Scientists from Canada Agriculture, Alberta Agri-culture, the Canadian Wildlife Service and Health and Welfare Canada, concluded that something should be done to keep the sickness from spreading to healthy bison, wild life and humans.
Agriculture recommends that the buffalo be destroyed.
Sewepagaham said Native people find that offensive.
"We kill for food. We're not wasteful. As Native people we know where we're coming from but we have to translate our thoughts and our position in scientific terms so they can have an idea of what Native people are saying," he said.
Sewepagaham, chief of the Little Red River Band, submitted a request for $784,000 in intervener funding to evaluate a federal government proposal to kill tuberculosis-plagued bison in the 45,000-square-kilometre park.
He is also seeking a six-month extension into the public review board hearings being held in northern Alberta until the end of January.
FERO board spokesman Colin LacHance, said the Treaty 8 request is being given "very serious consideration."
"Killing the buffalo is not our only option. The panel is prepared to extend (the hearings)," he said.
The northern Native coalition is made up of 25 communities.

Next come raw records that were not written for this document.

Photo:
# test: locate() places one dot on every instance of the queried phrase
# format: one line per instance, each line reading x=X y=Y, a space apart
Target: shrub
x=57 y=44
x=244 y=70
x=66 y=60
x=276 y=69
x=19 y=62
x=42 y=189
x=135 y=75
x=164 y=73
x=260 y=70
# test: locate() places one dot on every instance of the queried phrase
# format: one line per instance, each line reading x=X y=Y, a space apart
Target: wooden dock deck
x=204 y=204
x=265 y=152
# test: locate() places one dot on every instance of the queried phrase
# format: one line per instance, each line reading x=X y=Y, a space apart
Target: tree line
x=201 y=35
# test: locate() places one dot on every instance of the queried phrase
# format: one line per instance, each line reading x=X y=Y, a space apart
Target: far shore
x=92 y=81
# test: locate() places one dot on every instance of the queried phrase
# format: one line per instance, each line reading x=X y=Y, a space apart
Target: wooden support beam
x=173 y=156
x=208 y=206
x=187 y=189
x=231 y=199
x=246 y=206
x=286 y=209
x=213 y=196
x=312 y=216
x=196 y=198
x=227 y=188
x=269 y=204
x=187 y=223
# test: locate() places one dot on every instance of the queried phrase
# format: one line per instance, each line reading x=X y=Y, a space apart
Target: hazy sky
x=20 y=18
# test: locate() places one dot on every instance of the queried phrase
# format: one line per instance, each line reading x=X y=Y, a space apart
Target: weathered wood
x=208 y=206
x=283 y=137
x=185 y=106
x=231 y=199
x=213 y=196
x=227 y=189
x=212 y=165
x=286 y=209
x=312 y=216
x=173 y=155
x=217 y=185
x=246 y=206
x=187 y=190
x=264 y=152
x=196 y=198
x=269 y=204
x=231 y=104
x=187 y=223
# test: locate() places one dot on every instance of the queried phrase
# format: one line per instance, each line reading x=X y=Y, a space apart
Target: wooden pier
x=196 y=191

During a January 17 hearing in Fort Providence, NWT, conducted by the Federal Environment Assessment Review Office (FERO), Sewapagaham told the five-member panel that the coalition of northern Native bands aren't ready to discuss the problem yet.
Sewepagaham told Windspeaker that the northern bands want to hire their own experts to study the problem rather than depend on the federal government to draw its own conclusions.
"Native people need more time to come up with a position that can be understood by the people that are instigating the hearings and are pushing for the slaughter of the buffalo," he said.
FERO was set up by Environment Canada in response to a 18-month-long study that determines a large number of bison have contracted the contagious lung disease.
It has been gathering public input into how the disease can be contained or eradicated.
FERO will be holding technical meetings in Edmonton Jan, 25-26.